Using my ultra-linear and only very modestly tube-sounding and ultra-quiet ModWright SLW 9.0SE means the F1's 3rd-order signature occasionally veers too far into the sharply pungent aroma for my tastes. Substituting the ModWright with my Eastern Electric MiniMax's more overt 2nd-order THD spectrum (or the new PrimaLuna ProLogue 3) makes for my favored combination, this despite a subtle loss in resolution over the ModWright especially at low volumes. I was thus very curious whether the ModWright/F2 combo would give me the drive, control and microdynamics of the MiniMax/F1 duo, a slightly more voluptuous bloomier feel and the superior transparency of the SWL. Hey, some of us nutters want it all (and then some if no one's looking).

That includes getting bass from a DX4 Lowther in a small box (the black superimposed L1 shown is specifically made to mate with the F1 only). Current drive to the rescue. With just the right kind of resistor across its terminals to optimize frequency response, the big Lowther Medallion III's rear-loaded horn with a front-firing mouth hidden behind a velcro-fitted grill had been submitted to demonstrate what Jon Ver Halen of Lowther-America has already publicly stated: The F1 takes Lowthers to places they haven't been before (shy of Jacob George's complex spiral horn in his Second Rethm).

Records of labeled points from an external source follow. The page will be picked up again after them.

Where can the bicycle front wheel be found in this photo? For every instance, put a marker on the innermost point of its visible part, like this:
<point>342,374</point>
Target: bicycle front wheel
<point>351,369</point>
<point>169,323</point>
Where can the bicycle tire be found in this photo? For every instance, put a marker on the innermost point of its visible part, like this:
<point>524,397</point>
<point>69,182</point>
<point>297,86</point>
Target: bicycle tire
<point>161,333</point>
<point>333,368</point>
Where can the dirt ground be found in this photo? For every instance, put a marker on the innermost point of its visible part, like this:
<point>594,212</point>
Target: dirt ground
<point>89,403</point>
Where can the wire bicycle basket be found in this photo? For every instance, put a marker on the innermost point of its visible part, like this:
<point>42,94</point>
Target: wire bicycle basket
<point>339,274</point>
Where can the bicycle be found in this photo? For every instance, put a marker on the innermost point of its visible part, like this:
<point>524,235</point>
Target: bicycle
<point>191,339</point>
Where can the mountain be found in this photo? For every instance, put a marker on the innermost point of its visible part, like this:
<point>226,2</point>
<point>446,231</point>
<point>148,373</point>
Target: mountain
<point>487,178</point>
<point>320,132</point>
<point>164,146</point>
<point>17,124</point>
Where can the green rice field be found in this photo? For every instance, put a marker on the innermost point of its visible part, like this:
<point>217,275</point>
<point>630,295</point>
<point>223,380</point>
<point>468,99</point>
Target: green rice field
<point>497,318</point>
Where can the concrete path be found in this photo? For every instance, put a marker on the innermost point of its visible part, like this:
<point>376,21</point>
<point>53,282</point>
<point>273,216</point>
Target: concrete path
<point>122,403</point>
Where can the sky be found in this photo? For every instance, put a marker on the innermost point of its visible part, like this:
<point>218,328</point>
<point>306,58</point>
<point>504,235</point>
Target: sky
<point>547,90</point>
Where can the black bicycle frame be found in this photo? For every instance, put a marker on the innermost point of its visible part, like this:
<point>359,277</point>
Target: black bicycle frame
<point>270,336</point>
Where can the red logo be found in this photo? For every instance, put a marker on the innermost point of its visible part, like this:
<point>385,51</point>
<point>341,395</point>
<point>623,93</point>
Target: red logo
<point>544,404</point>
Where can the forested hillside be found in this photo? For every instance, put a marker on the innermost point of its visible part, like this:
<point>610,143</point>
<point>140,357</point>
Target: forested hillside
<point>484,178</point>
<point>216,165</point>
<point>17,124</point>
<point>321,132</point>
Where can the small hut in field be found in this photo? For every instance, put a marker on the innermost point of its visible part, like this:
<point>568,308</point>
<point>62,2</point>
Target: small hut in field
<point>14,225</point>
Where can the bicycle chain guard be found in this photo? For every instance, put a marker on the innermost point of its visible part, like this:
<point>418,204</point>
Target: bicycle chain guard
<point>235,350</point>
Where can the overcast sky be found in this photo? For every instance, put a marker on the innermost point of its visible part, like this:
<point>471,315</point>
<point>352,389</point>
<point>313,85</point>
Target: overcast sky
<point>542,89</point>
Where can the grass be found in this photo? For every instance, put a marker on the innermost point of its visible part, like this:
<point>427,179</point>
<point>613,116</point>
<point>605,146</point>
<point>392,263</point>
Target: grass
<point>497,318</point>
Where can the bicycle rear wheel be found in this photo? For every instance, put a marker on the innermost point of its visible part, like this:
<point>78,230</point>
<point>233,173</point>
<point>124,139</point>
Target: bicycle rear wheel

Lowthers are a strange anachronism. With decidedly lo-tech foam surrounds, paper cones that look as though they had aged in the sun, a whizzer cone and bullnosed phase plug in the middle, little gives away why they would enjoy their renown. Unlike the up-to-date
drivers in my Zu Druids, Lowthers clearly harken back to a date with down time - decades down. Hence, would-be usurpers to the Lowther throne are legion. Aficionados of their particular charms meanwhile continue to insist that despite their wrinkles and liver spots, Lowthers triumph over all comers in this field. Of course even those who really don't (know) know that Lowthers have problems. Devotees would call 'em demands instead, being fully prepared to cater to their whims to reap their just rewards. Take away the upper midrange peak, add bass to fill out those boots and stretch the waist line. Even detractors would concede that then, maybe we'd have something to write home about.


Jon Ver Halen added the following for the Medallion III: "The pair you have is the first one built. We tried a Cherry stain on Birch which penetrated the solid wood differently than the plywood, hence these cabs were downgraded for review/demo purposes. We'll sell the Medallion III both as a kit ($1,600) and fully assembled and finished ($2,500). Standard finish will be unstained Birch but optional wood veneers are available for a surcharge. Plans are given with drivers upon request and we probably give away 10 sets of plans for every pair we build. So it is more often than not a DIY home builder's affair.


The speakers work best about 2 feet from the rear wall (perhaps a bit closer for bass reinforcement) and 3 feet from the side wall. If Nelson's midrange correction circuit isn't used  -- or if using a voltage-source amp -- the speakers sound best about 15 degrees off-axis. Most people prefer the axis of the speakers to cross behind the listener but a few prefer it with the speakers crossed in front of the user. Listening on axis with a voltage-source amp results in a peak in the upper midrange and lower highs."